While we don’t want to detract from Balz’s penetrating complexity, we must. Trump was speaking in different venues to different audiences at different times. It’s that simple. The inaugural principally spoke to the president’s core constituencies and the American people. He also spoke indirectly to the gathered establishment grandees -- if they bothered to listen.

On January 20, the president pledged to make good his campaign promises. He made it abundantly clear that the nation has serious problems aplenty; the establishment wasn’t going to stop him from fixing things. He laid down unambiguous markers.

On Tuesday night, the president elaborated his agenda to Congress. He called for action from Congress. And he made a no-brainer call for cooperation from Republicans and Democrats.

“Here’s your chance to get on board,” said Trump in essence. He also inferred, with ample precedent, “If you don’t, my train will run over you.”         

For Balz, the establishment herald, “Trump as president must attempt a perpetual juggling act.” This is novel to presidencies? What was FDR’s presidency but a “perpetual juggling act?” The New Deal coalition wasn’t a harmonious collection of interests. It was a gathering of often clashing factions that FDR managed skillfully, for the most part.   

But let’s leave Balz with an admission -- of sorts -- and balderdash:

It is no longer a question of which is the real Donald Trump but more the question of whether he can build a successful presidency out of this split political personality.

The Donald Trump at the podium in the U.S. House on Tuesday evening evinced no “split political personality.” Balz can’t seem to discern the thread in the president’s pronouncements. He doesn’t appreciate a master at work; a shrewd, practiced, and accomplished businessman varying approaches, negotiating obstacles, and dangling carrots or brandishing sticks, as required. But always -- always -- with his goals in mind. Always driven to succeed, largely on his terms.

For D.C.’s “Shades of Gray” crowd, let’s take a quick tour of Trump’s Oval Office. It may just give a hint as to what the Trump presidency is all about.

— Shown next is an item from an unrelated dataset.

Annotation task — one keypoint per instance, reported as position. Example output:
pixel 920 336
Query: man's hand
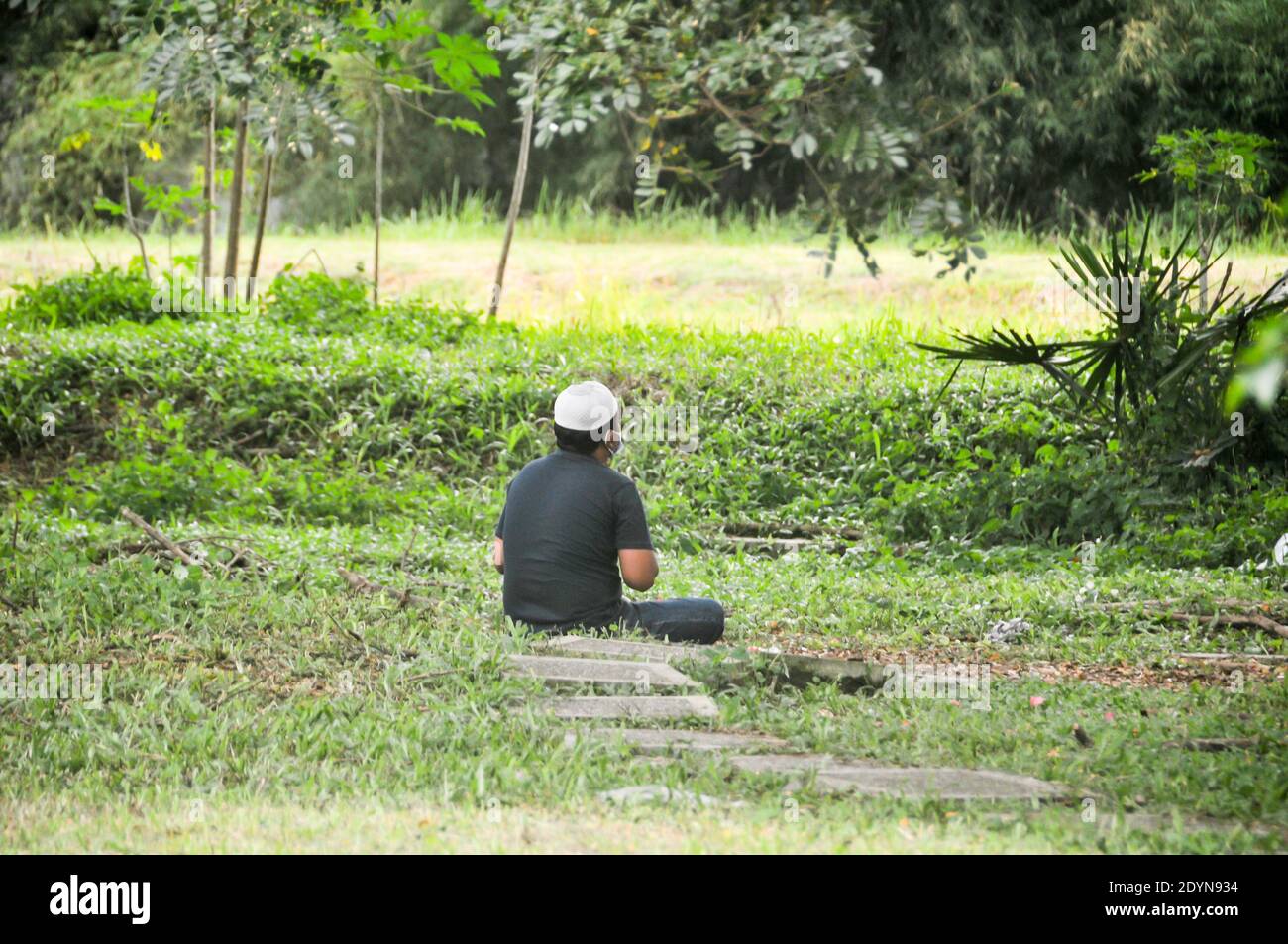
pixel 639 567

The president brought Fox & Friends’ hosts Steve Doocy, Brian Kilmeade, and Ainsely Earhardt to the White House this week. In a brief tour of the Oval Office, the president explained the two portraits that he’s hung to date, the bust he’s chosen, and the only framed photograph on the table behind his desk (more photos to come). Trump explained the desk, too.

The two portraits that Trump has selected are of Andrew Jackson, whose presidency was “most like mine,” and Thomas Jefferson. Jackson was an historic change-maker and “controversial,” per Trump. That’s Jackson, the president of dirty-booted Americans (that’s most people then, farmers and laborers). Then Thomas Jefferson, whose presidency destroyed the Federalists, the day’s establishment, eventually ushering in the “Era of Good Feelings.” Donald Trump assuredly seeks to usher in an “Era of Great Feelings.”

The bronze bust: Abraham Lincoln. Lincoln, a minority president -- if there ever was one -- who saw the nation through bloody civil war to the verge of a “new birth of freedom.”

The photograph is of Trump’s father, Fred. Fred was a man who Trump said was tough as nails but had a big heart. He had a lot of confidence and instilled the same in his son. Actually, fearlessness may be what Fred gave his son.  

The desk, which Ronald Reagan used, is referred to as the “Resolute.” Need anyone define that word?

Donald Trump hasn’t changed, from his announcement of candidacy in 2015 to his speech Tuesday night… to his executive actions in the opening weeks of his presidency. But once again, the D.C. establishment demonstrates why it’s no longer fit to lead. For all its emphasis on tone, it’s proving to be tone-deaf. It seeks to apply old definitions and worn out templates to a man who, at every turn, defies the conventional wisdom. Pigeonholing Donald Trump is easier and more comforting than reckoning with the flesh and blood man, his movement, and his moment.

The establishment’s inability to grasp Donald Trump is very likely a fatal flaw. President Trump will work overtime to make sure of that.